A very common skin problem that affects well-being is melasma, characterized by the appearance of dark spots, especially on the face. Despite being a benign condition, that is, it is not related to the appearance of cancer, melasma can cause negative symptoms in the individual.
Therefore, it is important to diagnose the problem as soon as possible, in order to institute appropriate treatment and stop its progression. In this post, we will explain what melasma is, what are the causes of this problem, how the diagnosis and treatment are made and other important information. Check out!
What is melasma?
Melasma is a skin disorder more prevalent in females than males. Usually, it occurs on the face, in places such as the cheekbone, region above the lips (fluff), forehead and chin. However, it is also possible that melasma manifests itself in the cervix, arms, neck and back. It is possible to verify that the affected places are those exposed to the sun most frequently.
This problem is characterized by spots that can vary in color from light brown to dark or almost black. These stains have irregular edges, are reticulated and can happen on both sides of the body, being symmetrical. However, it is also possible that melasma appears only on one side. It is generally larger than one centimeter and can occupy large extensions of body areas.

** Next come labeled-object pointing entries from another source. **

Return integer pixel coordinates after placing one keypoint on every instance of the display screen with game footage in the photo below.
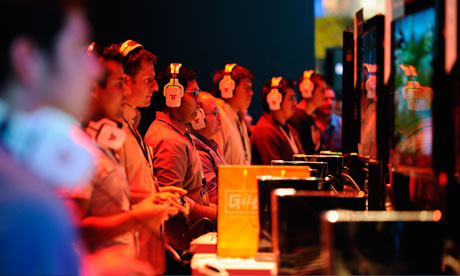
(414, 46)
(370, 61)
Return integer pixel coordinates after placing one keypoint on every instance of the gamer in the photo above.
(329, 123)
(311, 87)
(273, 138)
(108, 219)
(207, 123)
(233, 85)
(175, 158)
(135, 156)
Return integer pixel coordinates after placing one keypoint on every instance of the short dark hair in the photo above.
(185, 76)
(109, 53)
(239, 73)
(40, 21)
(132, 62)
(285, 83)
(315, 78)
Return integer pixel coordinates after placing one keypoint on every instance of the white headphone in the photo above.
(200, 121)
(306, 86)
(274, 97)
(107, 133)
(174, 91)
(128, 46)
(227, 84)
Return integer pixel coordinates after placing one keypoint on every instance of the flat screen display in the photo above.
(414, 44)
(368, 79)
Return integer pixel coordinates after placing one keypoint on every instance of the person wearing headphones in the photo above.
(273, 138)
(311, 86)
(135, 156)
(233, 86)
(108, 219)
(206, 124)
(175, 159)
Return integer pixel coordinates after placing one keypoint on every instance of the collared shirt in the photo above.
(175, 158)
(135, 156)
(136, 159)
(233, 140)
(108, 195)
(273, 141)
(331, 138)
(210, 160)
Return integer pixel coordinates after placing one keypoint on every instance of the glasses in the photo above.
(194, 92)
(214, 113)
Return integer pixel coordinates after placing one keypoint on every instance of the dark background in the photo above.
(270, 38)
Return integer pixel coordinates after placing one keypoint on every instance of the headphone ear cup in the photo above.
(274, 99)
(306, 88)
(173, 93)
(199, 122)
(226, 87)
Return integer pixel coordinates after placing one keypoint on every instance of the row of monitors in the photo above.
(404, 122)
(312, 230)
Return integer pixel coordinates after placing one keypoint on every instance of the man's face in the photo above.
(289, 104)
(187, 111)
(112, 96)
(328, 103)
(243, 95)
(69, 81)
(142, 85)
(212, 115)
(318, 94)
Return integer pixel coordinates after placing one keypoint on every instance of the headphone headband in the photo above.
(276, 82)
(229, 68)
(175, 67)
(128, 46)
(274, 97)
(307, 74)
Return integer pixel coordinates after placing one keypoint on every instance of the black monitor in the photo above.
(318, 169)
(266, 184)
(296, 226)
(373, 140)
(350, 98)
(382, 242)
(415, 72)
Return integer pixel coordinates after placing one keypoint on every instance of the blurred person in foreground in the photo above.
(109, 221)
(45, 78)
(207, 123)
(273, 137)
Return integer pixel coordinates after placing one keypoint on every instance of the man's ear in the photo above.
(94, 90)
(27, 61)
(129, 80)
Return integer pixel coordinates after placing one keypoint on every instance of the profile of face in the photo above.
(328, 104)
(63, 79)
(289, 103)
(142, 85)
(188, 108)
(212, 114)
(243, 95)
(113, 95)
(318, 94)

What are the causes of this problem?
Despite being a very common problem, there is still no definite cause for melasma. Experts believe that a set of environmental factors related to the genetic factor predispose to the appearance of the problem. This is because there are some people with genes that determine that the skin is easier to spot when there is interaction with environmental factors.
One of the external causes is hormonal variation, which happens when the woman receives hormones through birth control pills, hormone replenishers (due to endocrine health problems or after menopause, for example) or during pregnancy.

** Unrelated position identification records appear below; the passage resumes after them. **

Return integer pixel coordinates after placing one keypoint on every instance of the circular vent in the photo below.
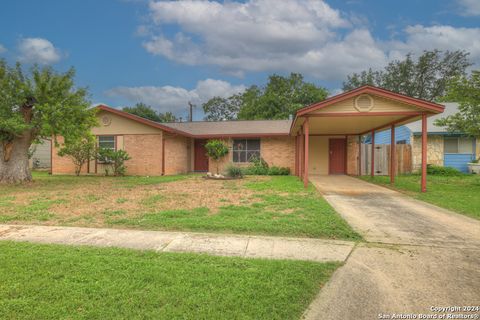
(364, 103)
(106, 121)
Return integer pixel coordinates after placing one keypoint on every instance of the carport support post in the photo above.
(372, 162)
(424, 152)
(306, 129)
(393, 149)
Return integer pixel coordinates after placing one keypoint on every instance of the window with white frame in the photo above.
(245, 150)
(106, 142)
(459, 145)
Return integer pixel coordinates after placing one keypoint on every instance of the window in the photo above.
(245, 149)
(106, 142)
(458, 145)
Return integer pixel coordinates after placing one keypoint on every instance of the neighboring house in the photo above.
(323, 138)
(444, 148)
(41, 154)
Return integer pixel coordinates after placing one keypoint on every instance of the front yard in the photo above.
(255, 205)
(456, 193)
(60, 282)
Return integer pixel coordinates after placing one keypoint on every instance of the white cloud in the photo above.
(470, 7)
(38, 50)
(168, 98)
(306, 36)
(421, 38)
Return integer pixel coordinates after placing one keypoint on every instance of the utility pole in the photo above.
(191, 110)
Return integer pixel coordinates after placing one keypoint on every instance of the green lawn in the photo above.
(456, 193)
(62, 282)
(255, 205)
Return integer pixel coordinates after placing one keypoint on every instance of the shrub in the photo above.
(442, 171)
(278, 171)
(80, 151)
(258, 167)
(234, 171)
(216, 150)
(114, 160)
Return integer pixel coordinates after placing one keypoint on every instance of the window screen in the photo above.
(459, 145)
(106, 142)
(465, 145)
(245, 149)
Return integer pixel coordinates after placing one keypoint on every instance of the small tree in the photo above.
(465, 91)
(80, 151)
(216, 150)
(114, 160)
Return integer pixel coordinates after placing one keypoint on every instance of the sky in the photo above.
(167, 53)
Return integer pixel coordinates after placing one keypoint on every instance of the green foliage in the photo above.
(280, 98)
(465, 91)
(260, 167)
(114, 160)
(147, 112)
(80, 151)
(42, 103)
(442, 171)
(234, 171)
(425, 78)
(219, 109)
(216, 150)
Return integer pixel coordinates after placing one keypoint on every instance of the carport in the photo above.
(328, 134)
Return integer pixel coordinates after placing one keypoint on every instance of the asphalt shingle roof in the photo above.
(233, 127)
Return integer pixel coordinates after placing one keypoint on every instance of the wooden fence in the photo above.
(382, 159)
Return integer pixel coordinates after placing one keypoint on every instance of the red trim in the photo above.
(305, 177)
(393, 151)
(372, 173)
(389, 124)
(345, 142)
(241, 135)
(431, 106)
(424, 153)
(364, 114)
(142, 120)
(345, 156)
(51, 156)
(163, 155)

Sunlight has ultraviolet rays that are able to stimulate melanocytes, skin cells that are responsible for pigmentation. In melasma these cells are believed to produce excess pigment in some areas of the face, causing blemishes. That is why people who expose themselves to the sun without protection are good candidates for developing the problem.

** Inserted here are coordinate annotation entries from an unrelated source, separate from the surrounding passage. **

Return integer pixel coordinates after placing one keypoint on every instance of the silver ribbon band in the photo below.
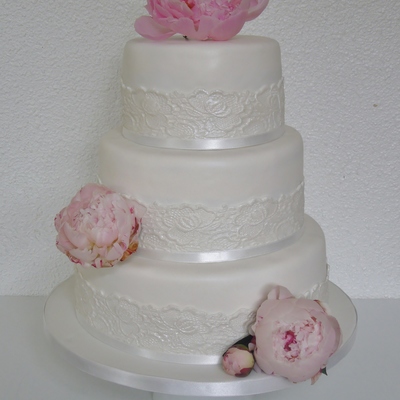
(220, 256)
(203, 144)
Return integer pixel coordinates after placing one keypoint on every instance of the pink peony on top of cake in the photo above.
(197, 19)
(99, 227)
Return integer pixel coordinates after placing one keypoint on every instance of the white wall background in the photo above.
(60, 64)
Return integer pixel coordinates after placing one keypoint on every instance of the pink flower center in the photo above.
(299, 340)
(220, 9)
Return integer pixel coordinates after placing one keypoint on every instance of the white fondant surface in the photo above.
(243, 63)
(194, 309)
(210, 178)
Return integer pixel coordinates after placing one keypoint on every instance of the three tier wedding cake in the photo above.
(200, 206)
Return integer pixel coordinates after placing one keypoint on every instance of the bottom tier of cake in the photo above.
(191, 313)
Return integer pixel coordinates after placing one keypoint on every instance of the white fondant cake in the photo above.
(204, 148)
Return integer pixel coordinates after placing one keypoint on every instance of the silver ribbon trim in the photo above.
(220, 256)
(203, 144)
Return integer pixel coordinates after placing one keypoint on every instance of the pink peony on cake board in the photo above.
(98, 359)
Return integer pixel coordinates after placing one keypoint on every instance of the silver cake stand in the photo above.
(94, 357)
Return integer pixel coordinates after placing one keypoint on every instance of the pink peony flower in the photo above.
(99, 227)
(238, 361)
(294, 337)
(197, 19)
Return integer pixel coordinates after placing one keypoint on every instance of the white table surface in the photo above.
(30, 369)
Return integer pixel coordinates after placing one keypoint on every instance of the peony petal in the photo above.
(227, 29)
(78, 239)
(256, 8)
(150, 29)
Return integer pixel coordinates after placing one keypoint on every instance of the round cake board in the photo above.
(98, 359)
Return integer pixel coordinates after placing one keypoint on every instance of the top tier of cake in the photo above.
(203, 95)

Another reason that confirms the interaction of the sun is that, in people who have already treated the spots, the exposure usually causes them to return. Finally, melasma can also appear in patients who have sunbathed with a hat and with sunscreen. This is because exposing the skin to high temperatures is able to worsen the problem, even if there is no contact with ultraviolet rays directly.
How is the diagnosis made?
Patches on the face can mean several types of problems, including melasma. That is why, when you notice a difference in skin color, you should quickly seek a dermatologist.
This professional will perform a thorough analysis of the skin and the patient’s medical history in order to determine whether the brown spot is melasma or not. For this, you can use the wood lamp in the office, since it emits a light capable of helping in the diagnosis, as well as other devices that increase the doctor’s vision power.
Afterwards, the problem will be classified in:
- epidermal melasma;
- dermal melasma;
- or mixed melasma.
Epidermal or superficial melasma affects only the cells of the skin’s protective layer, which is in contact with the environment. Therefore, it is easier to treat. Dermal melasma is characterized by spots that reach deeper layers of the skin. In this case, the dermis, which is an intermediate layer, is the most difficult treatment. In mixed melasma, both the superficial and deep layers are affected.
Are there related risk factors?
People who fit the following factors are more likely to develop melasma:
- female gender ;
- frequent exposure to the sun;
- exposure to constant heat;
- contraceptive pill use ;
- hormonal problems ;
- treatment of endocrine disorders;
- dark skin tone;
- family history of skin blemishes;
- lack of use of sunscreen.
Is there effective treatment?
Unfortunately, melasma has no cure. However, there are currently several alternatives to alleviate the problem and prevent the spots from spreading to larger areas.
Without a doubt, the first recommendation is to use sunscreen with a high protection factor throughout the day. After all, even if the person is not directly exposed to the sun, it is possible that the light from the environments and even from the electronic devices stimulate the melanocytes.
In addition, the skin should be refreshed in the summer to avoid the heat that generates the spots. For that, it is recommended to have a thermal water always on hand. Physical protection from the sun, with caps, hats and visors, is also important.
To remove the stains there are some options. It is important to note that each skin will respond better to a treatment. Thus, it is essential that the type of treatment is indicated by a specialist after analyzing the type of melasma.
Among the options are lasers, such as Spectra. Currently, this is one of the best to treat melasma, since it has a high affinity with the pigments that form the spots.
Peels, made with substances combined with acids, are able to renew the layers of the skin and, thus, gradually improve the appearance of blemishes. Other forms of treatment include whitening creams, microneedling, substance infusion and others.
Although there is no cure, melasma can be smoothed to the point of being unrecognizable on the skin. Therefore, if a stain appears, be sure to seek a dermatologist to start care as early as possible. Also, regardless of age , be sure to use sunscreen every day.